The number of charter schools has grown rapidly over the past 15 years. Their popularity is fueled in part by the fact they have a greater level of freedom from rules public schools must follow, giving them more leeway to innovate. As schools of choice, they can be built around specific education models and cultures. They are not unionized and are held accountable to appointed boards and authorizers.
But despite their benefits and recent growth, charter schools are losing favor with segments of the public as well as elected officials, with top presidential candidates like Bernie Sanders and Elizabeth Warren backing away from their support. Charters are also often criticized as operating without public oversight while still receiving a share of resources allocated for public schools.
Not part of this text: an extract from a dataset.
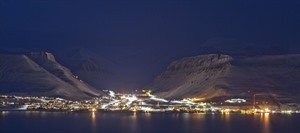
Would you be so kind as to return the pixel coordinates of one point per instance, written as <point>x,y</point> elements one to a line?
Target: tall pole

In Los Angeles, last year’s teachers strike resulted in a moratorium on new charter schools. And in Chicago, applications for new charters dropped 50% over a three-year period between 2016 and 2019. No new charter applications were filed in 2019
— a significant change from 2014-15, when 16 schools applied for a new charter in the city. The previous year, the district rejected three new charter proposals. And in 2017, only one of nine proposals was approved.
A report by the Center on Reinventing Public Education at the University of Washington Bothell found that, in Los Angeles and San Diego, half the enrollment losses of public schools were caused by charter schools. In Oakland, the effect of charters was more profound, with 75% of students who left public schools going to a charter.